Edinburgh review: Dust (Underbelly Cowgate)

Milly Thomas’s new Edinburgh Fringe play sees the writer-actor deliver a powerful performance

Matt Trueman

Matt Trueman

| |

23 August 2017

Milly Thomas in Dust
Milly Thomas in Dust
© The Other Richard

Alice awakes with a jolt; her body laid out on a mortuary slab. She hovers over herself, watching rigor mortis set in, and offers apologies to her corpse – for filling it up with booze, for not using protection, for not taking care. She has, you slowly realise, taken her own life, only to find herself stuck in limbo; a ghost hanging around her old haunts. Alive, Alice had a death wish. Dead, she longs for life.

Dust is a wrenching portrait of a deep-set depression – but one laced with a dry, detached sense of humour as Alice watches the world turn without her. She drops in on her parents, grappling with their grief, on her sister mid-shag and on her cheating boyfriend.
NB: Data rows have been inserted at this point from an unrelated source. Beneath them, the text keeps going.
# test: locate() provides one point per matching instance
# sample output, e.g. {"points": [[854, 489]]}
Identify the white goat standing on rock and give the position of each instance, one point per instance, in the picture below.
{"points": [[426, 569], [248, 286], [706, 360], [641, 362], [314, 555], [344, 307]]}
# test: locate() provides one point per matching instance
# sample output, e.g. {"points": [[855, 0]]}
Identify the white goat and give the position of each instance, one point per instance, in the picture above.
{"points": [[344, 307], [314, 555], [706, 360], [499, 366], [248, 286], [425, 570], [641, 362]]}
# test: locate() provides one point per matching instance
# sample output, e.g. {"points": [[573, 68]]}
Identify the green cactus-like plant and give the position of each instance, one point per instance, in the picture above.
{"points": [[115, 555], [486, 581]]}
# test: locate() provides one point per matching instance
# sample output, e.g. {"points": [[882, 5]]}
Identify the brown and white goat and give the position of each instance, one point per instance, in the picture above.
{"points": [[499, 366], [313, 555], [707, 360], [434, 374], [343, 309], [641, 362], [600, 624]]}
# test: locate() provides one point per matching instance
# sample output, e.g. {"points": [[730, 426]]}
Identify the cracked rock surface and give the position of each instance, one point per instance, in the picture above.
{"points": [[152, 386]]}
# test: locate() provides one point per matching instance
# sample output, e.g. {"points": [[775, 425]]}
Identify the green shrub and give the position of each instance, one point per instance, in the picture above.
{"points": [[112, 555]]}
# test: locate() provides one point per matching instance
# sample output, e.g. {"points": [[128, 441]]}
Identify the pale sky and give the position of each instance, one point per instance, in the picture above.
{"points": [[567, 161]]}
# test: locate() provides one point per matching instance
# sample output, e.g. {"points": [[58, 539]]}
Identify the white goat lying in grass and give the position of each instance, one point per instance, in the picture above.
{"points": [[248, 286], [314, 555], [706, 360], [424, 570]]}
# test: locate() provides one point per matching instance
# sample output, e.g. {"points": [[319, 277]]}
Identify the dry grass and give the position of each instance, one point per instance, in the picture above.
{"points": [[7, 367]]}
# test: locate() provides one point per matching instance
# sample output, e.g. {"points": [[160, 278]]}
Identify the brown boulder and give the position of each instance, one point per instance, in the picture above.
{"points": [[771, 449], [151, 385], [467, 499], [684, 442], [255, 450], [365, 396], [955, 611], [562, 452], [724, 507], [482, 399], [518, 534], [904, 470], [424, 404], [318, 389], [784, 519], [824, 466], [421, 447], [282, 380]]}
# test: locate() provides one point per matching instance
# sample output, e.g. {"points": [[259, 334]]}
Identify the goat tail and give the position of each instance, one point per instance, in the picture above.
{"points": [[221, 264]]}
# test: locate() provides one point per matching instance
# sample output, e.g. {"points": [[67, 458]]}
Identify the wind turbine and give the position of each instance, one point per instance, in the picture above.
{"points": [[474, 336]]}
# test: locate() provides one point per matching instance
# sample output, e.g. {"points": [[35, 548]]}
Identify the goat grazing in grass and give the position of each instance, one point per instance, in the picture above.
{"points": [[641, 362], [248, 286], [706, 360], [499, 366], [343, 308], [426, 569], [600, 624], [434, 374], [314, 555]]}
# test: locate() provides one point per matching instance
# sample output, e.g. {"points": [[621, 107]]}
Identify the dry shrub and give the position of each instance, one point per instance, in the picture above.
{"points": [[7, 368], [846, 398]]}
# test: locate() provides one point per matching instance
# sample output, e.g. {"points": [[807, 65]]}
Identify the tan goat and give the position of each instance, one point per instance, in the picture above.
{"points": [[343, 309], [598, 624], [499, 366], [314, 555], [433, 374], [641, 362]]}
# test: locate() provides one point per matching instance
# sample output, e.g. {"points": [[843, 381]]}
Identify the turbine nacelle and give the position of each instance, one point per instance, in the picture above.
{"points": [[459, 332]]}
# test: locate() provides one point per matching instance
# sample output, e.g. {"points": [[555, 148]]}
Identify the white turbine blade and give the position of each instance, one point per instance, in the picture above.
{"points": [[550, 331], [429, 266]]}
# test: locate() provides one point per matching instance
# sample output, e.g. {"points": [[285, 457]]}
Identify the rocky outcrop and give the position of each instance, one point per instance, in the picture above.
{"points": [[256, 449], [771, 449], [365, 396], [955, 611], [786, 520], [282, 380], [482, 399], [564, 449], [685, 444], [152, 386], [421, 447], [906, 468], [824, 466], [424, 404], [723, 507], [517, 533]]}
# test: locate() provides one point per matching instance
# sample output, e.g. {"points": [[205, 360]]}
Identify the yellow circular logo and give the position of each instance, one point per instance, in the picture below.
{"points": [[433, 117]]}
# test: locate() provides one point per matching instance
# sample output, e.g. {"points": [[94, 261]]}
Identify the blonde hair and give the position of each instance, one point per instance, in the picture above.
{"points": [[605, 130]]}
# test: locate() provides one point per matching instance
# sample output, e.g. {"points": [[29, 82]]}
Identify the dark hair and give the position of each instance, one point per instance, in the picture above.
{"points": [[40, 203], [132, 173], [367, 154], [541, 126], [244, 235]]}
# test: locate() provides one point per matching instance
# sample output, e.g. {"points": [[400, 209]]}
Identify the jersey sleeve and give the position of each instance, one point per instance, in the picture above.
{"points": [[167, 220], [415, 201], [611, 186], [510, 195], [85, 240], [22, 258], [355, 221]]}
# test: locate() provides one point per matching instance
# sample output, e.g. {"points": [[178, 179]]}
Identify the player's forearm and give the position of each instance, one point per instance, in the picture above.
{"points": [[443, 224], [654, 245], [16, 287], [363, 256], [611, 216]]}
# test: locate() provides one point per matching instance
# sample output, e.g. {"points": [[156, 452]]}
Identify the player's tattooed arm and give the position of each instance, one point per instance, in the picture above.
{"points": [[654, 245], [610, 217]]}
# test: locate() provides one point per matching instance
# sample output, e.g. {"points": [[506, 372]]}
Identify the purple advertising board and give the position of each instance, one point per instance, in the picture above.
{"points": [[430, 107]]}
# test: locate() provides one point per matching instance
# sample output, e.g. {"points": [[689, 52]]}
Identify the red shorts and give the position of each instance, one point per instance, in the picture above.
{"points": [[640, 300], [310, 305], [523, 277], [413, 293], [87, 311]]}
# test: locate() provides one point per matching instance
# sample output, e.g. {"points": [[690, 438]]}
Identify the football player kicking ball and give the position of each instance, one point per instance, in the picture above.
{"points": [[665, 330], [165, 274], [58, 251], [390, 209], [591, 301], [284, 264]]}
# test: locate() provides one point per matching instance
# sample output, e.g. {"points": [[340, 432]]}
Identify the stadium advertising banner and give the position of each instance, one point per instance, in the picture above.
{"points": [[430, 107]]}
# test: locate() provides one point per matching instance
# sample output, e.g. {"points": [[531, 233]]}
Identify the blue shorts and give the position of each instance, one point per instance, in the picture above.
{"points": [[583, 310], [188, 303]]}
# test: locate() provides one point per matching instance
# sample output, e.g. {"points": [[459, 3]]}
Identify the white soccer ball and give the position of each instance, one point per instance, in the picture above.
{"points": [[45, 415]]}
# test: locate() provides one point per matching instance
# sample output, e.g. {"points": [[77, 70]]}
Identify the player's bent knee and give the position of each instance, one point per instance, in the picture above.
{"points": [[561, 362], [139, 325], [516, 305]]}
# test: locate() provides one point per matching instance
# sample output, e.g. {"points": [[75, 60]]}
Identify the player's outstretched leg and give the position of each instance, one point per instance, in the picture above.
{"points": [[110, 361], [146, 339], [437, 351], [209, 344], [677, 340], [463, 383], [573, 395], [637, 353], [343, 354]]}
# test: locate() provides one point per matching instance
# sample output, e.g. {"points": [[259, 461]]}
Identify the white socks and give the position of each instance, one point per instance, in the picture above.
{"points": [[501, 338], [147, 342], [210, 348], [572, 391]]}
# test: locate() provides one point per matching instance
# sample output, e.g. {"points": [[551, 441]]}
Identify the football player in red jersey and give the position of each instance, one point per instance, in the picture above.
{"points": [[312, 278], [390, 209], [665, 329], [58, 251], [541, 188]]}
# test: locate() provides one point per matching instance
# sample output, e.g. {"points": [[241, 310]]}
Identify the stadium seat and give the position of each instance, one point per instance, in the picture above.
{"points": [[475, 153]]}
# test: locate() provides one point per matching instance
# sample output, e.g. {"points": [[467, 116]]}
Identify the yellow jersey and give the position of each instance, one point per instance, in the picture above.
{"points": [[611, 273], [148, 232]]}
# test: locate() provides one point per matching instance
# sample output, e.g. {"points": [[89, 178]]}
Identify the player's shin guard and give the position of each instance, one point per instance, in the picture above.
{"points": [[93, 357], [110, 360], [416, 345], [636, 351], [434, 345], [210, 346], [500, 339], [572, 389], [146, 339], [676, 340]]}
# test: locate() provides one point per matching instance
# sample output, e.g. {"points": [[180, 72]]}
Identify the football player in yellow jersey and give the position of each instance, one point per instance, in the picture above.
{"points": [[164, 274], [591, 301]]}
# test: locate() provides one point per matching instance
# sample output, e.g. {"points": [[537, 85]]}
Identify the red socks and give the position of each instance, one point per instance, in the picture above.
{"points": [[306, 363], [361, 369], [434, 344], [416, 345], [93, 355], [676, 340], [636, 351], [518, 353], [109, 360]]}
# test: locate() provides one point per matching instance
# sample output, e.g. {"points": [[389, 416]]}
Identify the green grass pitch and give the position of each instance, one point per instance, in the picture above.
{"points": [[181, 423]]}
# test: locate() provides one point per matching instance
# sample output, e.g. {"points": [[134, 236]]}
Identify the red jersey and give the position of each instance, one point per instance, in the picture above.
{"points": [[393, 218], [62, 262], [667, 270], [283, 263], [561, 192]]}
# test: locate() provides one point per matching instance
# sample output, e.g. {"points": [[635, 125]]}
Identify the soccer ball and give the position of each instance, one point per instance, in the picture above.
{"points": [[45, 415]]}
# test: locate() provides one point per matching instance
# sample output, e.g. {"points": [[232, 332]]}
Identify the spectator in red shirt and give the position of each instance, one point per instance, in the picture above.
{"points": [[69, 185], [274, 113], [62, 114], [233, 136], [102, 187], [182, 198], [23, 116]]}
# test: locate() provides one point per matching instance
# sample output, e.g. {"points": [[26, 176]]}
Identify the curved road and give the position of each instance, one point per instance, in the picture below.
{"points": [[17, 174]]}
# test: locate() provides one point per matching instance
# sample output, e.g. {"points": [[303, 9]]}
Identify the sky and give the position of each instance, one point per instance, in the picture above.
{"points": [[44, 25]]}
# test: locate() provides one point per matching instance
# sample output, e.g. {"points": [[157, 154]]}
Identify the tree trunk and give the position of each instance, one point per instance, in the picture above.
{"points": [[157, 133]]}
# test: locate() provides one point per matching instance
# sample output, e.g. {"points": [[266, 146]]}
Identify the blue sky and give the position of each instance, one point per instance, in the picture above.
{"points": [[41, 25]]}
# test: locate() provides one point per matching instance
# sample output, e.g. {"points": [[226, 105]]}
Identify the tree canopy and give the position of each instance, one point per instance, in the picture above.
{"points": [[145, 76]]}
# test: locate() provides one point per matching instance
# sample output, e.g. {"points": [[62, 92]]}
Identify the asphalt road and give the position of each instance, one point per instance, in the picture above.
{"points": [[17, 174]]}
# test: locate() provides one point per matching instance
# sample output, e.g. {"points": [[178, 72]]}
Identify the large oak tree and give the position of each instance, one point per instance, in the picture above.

Sex, the physical act of it, the ins and the outs, recurs, as Milly Thomas talks us through an out-of-body experience for a young woman who never felt at home in hers.

It becomes increasingly apparent that Alice lived her life like a ghost. She haunted Facebook and Instagram, binding her identity up in her virtual presence. Her MacBook and iPhone are like extra limbs, and her memories are of drifting into distraction during sex or detaching from those closest to her – and, indeed, from herself. Only self-harm brings her back into her body; the pain precise and real. It’s only in death that she sees the presence of her absence, watching over her inconsolable mother or her guilt-stricken boyfriend.

Thomas writes with an unflinching honesty, as much in humour as in despair. It’s hard not to draw comparisons with Phoebe Waller-Bridge’s Fleabag – another woman whose apparent self-certainty masks ingrained insecurities – but Dust‘s edges aren’t as sharp, nor its surprises as sprung. Numbness is its issue. Since Alice feels so little, it’s hard for us to either.

It is, however, Thomas’s performance that shines. More than swapping roles, she skips between perspectives on the same set of events. She’s a mother who can’t find the words for her suicidal daughter, and the daughter sat in mournful silence by her side. She’s the unfaithful boyfriend bursting with grief and guilt, and the other woman trying to offer him support and space at the same time. It’s a real feat of empathetic acting and, steered by Sara Joyce’s supple direction, Thomas sees things from all sides. Anna Reid’s clinical design picks that up: a space surrounded by mirrors.

That, perhaps, is her diagnosis of depression: that it so skews our sense of the world and ourselves that it becomes almost impossible to see one’s lot in life. Dust finds a flipside in death.

Dust runs at the Underbelly until 27 August, 4:40pm.